Dwolla Touts Security As Mobile-Payment Startup Pursues Growth

 Online and mobile-payment startup Dwolla Corp. has been building a payment network called Grid that company executives believe to be more secure than MasterCard Worldwide’s and Visa Inc.’s card networks.

At least one observer, however, is not so sure.

Most of the $1 million per week in transactions coming through Dwolla are online payments, the highest dollar transactions being business-to-business funds transfers and consumer-to-business payments such as rent, according to Dwolla founder and CEO Ben Milne. But the new growth is in mobile, he says.

“This makes a lot of sense because we just recently rolled out updates to our iPhone, Android and Windows 7 apps to add social context, or peer to peer transactions,” Milne says.

Dwolla has made sending P2P transactions easier on its iPhone app. Now users can pay another person by clicking on that person’s name in a contact list, whereas before the recipient had to set up an ID number the sender would need to type in.

Visa’s and MasterCard’s payment networks have been in place for a long time, and the card associations have built in mechanisms to try to help banks identify fraud and handle dispute resolution and charge-offs.

But Milne says the Visa and MasterCard world is vulnerable to fraud.

“Every time you swipe your card, you’re leaving behind the actual information that would be used with that card,” he points out. “Every time you engage in a transaction, you’re leaving behind information in places you don’t even know you’re leaving it. That’s an exposure potential. This is something we all live with, and it’s part of the system. What we’re trying to ask is, if they had or could start over today, would they knowingly let merchants or hardware providers store credit card information that could be used to commit fraud?”

Milne believes, naturally, they would not.

“They would probably do it in a way that allows them to securely connect, authorize the payment, and get paid without leaving that critical financial data behind that could be used for fraud and increases cost for everyone,” he says.

This is what Dwolla’s Grid does, according to Milne. It enables consumers to use third-party apps to make purchases, the way Facebook Connect presents a user’s credentials and profile to a new site.

“It allows you to actually engage in a transaction without that piece of software ever getting access to your bank information,” Milne says. “It can’t be stolen after that, or it’s less likely to be stolen.
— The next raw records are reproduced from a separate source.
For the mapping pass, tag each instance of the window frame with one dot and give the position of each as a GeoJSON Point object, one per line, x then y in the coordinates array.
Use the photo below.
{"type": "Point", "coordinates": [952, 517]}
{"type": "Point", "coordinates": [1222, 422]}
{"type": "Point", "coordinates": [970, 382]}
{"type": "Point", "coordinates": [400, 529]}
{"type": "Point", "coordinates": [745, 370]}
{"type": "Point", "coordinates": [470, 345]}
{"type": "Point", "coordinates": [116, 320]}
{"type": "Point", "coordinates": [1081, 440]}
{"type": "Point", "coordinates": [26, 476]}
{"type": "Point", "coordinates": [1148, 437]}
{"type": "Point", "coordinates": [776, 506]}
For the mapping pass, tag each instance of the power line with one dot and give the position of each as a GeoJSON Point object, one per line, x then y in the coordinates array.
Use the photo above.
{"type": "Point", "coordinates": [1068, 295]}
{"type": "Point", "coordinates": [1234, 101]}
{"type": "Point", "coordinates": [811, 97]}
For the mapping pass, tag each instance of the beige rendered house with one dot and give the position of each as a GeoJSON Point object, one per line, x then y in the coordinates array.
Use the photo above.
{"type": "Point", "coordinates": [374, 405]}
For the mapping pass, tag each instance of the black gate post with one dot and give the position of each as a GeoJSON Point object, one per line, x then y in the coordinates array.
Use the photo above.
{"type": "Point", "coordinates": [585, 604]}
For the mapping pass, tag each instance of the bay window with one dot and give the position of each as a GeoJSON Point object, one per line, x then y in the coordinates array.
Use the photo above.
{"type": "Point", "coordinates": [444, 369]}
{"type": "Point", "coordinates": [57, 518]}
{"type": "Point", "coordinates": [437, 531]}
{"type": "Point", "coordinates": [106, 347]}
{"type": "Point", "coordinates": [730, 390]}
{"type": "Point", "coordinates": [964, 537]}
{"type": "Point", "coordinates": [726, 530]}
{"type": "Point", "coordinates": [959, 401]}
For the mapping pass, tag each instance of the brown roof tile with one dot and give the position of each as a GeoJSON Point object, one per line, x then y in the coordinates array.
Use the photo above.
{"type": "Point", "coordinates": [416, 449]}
It adds an additional tier to protect the consumer.”

Once the consumer connects, he can manage which applications have rights to his account information. He also can remove permission to access individual pieces of data such as account history, ability to spend money and contacts.

So what exactly is Grid? “Grid is the software that connects to other software that securely allows people to connect,” Milne says. “It’s a relatively simple concept, but the implementation is very complicated.”

The software mimics the way social networks attach to third-party networks and applications without allowing direct access to your data.

“We’re using the social-network model and putting the consumer in control,” Milne says. “You basically authorize an app to charge you rather than enter your credit card number. At the end of the day, that software will not have access to information that can be used to commit fraud.”

Grid uses industry standards and procedures similar to banks’ to prevent unauthorized entry, the company says. It also requires users to enter their PINs to change or revoke data sets specific to that user.

One observer questions whether Dwolla’s service truly is more secure than the card networks’. 

“With a service like Facebook Connect, you’re still subject to your user name and password being hacked,” notes Gartner analyst Avivah Litan. “Security is only as strong as its weakest link, which is the user name and password, which can be hacked. Malware has attacked every mobile platform out there.”

One thing the credit card networks do right, she points out, is provide consumer protection through Regulation Z of the Truth in Lending Act. In the event of fraud, a credit card cardholder’s liability cannot exceed $50.

Dwolla’s dispute-resolution process is similar to that used for debit cards, which fall under Regulation E of the Electronic Funds Transfer Act. Reg E requires consumers to prove their money was stolen but then they do get their money back.

“We’re relying on the decades of experience of The Members Group,” a technology partner that provides card-processing technology for banks and credit unions, says Dwolla spokesperson Jordan Lampe. “They’re sharing their best practices for security, risk mitigation and arbitration.”

Dwolla also is developing technology to help banks cut fraud as they start allowing transactions from mobile devices–and also help them decide which mobile devices are worth investing in to begin with. Its Dashboard will provide aggregated, anonymous geolocation and device-printing information to determine, for example, whether customers accessing the bank's website on a mobile device use Google Inc.'s Android over Apple Inc.'s iPhone (see story).